Surgery, University of Illinois Medical Center at Chicago
Born in Buenos Aires, Santiago Horgan, 40, is the great-grandson of an Irishman who moved to Argentina in the 19th century to help build the railways there. Like his name, Horgan’s medical duties at UIC also have a kind of duality: he serves as director of both the Minimally Invasive Surgery and Robotic Surgery Department and the Minimally Invasive Bariatric Center, which offers surgical solutions to obesity.
Q. To battle obesity, you have recently begun using an alternative to gastric bypass, the Lap-Band Adjustable Gastric Banding System. What is that?
A. It is a ring that we place in the stomach in order to create an hourglass shape. The upper part [of the hourglass] is very tiny—the size of an egg—and the lower part is the rest of your stomach. What that band does is make you feel fuller quicker. It takes your hunger away.
Q. Unlike a gastric bypass, the Lap-Band can be adjusted following surgery. How does that work?
A. Inside that ring, there is a balloon that we can inflate slowly [by inserting a needle into a permanent portal in the abdomen]. That allows us to tailor how much the patient is eating based on his needs. That’s the beauty. We can make it tighter, or we can make it looser.

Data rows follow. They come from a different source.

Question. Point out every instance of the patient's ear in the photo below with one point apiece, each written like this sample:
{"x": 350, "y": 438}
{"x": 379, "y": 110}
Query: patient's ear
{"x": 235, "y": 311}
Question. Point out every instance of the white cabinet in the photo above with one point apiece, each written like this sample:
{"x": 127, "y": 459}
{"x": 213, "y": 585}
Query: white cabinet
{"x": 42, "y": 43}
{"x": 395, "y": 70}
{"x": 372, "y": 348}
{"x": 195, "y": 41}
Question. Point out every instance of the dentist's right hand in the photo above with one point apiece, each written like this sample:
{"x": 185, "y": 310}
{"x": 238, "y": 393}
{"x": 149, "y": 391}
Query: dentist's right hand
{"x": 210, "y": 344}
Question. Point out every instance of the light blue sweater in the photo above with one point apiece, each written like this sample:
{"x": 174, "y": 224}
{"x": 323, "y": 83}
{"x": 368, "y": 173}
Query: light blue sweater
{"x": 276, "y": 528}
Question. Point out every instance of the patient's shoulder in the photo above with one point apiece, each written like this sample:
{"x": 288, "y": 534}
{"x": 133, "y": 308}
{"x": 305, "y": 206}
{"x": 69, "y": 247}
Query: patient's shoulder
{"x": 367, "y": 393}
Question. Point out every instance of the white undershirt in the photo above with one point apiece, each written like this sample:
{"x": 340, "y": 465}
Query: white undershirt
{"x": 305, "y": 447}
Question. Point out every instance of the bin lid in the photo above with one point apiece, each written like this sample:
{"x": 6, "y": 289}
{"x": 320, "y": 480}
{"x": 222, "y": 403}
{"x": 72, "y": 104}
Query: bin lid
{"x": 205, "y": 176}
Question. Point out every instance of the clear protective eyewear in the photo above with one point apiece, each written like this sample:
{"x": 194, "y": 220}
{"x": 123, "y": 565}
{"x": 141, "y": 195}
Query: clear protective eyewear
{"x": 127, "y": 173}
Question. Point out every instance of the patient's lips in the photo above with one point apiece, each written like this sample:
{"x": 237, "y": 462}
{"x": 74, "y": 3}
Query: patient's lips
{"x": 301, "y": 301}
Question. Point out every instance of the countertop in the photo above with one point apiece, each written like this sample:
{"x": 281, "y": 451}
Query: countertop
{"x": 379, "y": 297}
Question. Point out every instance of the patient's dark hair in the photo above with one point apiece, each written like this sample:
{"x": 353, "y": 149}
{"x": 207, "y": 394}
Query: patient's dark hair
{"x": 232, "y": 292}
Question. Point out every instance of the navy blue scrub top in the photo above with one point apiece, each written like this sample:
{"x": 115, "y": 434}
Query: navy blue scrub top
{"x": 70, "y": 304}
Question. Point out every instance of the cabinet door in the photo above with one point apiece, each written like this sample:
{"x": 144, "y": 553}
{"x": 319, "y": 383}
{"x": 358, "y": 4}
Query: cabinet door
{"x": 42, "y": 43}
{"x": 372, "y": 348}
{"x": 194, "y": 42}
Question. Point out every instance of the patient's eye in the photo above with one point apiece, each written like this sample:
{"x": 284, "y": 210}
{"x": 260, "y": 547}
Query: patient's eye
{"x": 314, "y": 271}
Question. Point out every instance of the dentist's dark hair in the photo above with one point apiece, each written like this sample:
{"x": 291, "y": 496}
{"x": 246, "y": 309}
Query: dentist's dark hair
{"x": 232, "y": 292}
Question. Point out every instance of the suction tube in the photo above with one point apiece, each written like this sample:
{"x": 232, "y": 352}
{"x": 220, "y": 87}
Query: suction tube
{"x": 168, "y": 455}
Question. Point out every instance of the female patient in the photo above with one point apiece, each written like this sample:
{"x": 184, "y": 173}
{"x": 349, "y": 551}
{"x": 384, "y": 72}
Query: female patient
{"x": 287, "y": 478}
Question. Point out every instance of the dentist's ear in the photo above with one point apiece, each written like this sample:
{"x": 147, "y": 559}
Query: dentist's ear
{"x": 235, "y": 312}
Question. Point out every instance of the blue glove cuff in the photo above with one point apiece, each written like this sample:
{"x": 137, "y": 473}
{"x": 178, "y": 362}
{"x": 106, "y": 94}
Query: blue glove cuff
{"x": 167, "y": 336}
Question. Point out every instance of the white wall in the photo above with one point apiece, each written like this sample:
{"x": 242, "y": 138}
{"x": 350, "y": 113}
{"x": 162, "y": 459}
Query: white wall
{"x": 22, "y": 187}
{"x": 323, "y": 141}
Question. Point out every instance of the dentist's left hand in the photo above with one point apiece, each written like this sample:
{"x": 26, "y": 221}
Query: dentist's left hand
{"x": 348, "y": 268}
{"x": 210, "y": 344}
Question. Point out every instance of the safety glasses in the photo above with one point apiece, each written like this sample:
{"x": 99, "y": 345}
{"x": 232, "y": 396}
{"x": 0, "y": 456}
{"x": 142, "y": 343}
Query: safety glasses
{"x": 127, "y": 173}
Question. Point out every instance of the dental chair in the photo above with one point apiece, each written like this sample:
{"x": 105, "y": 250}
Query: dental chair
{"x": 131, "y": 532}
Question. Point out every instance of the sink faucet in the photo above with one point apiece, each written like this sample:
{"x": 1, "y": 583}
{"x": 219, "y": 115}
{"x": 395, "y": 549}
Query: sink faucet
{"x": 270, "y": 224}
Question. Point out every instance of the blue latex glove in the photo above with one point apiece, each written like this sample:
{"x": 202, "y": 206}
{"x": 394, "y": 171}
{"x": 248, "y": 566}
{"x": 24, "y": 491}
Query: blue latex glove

Q. You are also conducting trials to win approval from the FDA to perform this surgery on children. Why is that so important?
A. My main concern is that obesity is impacting kids, and these kids will be adults in 20 years. If we already have obese kids, this is going to be an obese society if we don’t stop it. We need to be more aggressive; we need to change dramatically the way we eat.
Q. How do you decide which obese patients might benefit from surgery?
A. We use BMI: body mass index. If your BMI is more than 40, you would benefit from an operation. If your BMI is more than 35 and you have diabetes, high blood pressure, coronary artery disease, or sleep apnea, you qualify for an operation.
Q. Since 2000, you have been employing the robotic da Vinci Surgical System at UIC. What are its advantages over standard laparoscopic surgery?
A. What the robot brings to the equation is the ability for the surgeon to operate away from the patient. In theory, in the future I could be operating [in Chicago], and the patient could be in New York. In addition, the camera has real 3-D, and the system has a wrist action, which is very unique. It is like I am operating with tiny hands inside the belly, so the things I do are much more accurate.
Q. Where does robotic surgery currently have the most promise?
A. We are trying to identify that [robotics] is not just a fancy tool. In kidney transplantation, we can clearly do the extraction of the kidney safer, quicker, and with fewer complications. With cancer of the esophagus, we can remove the esophagus with a tiny incision, without needing to open your chest or your belly. We couldn’t do that as well laparoscopically. Prostatectomy [surgical removal of the prostate gland] is becoming one of the leading operations to be treated by the robot because it diminishes the possible complication of impotence. You can see the nerves better and you don’t have tremor. It really improves patient care, which is what this is all about.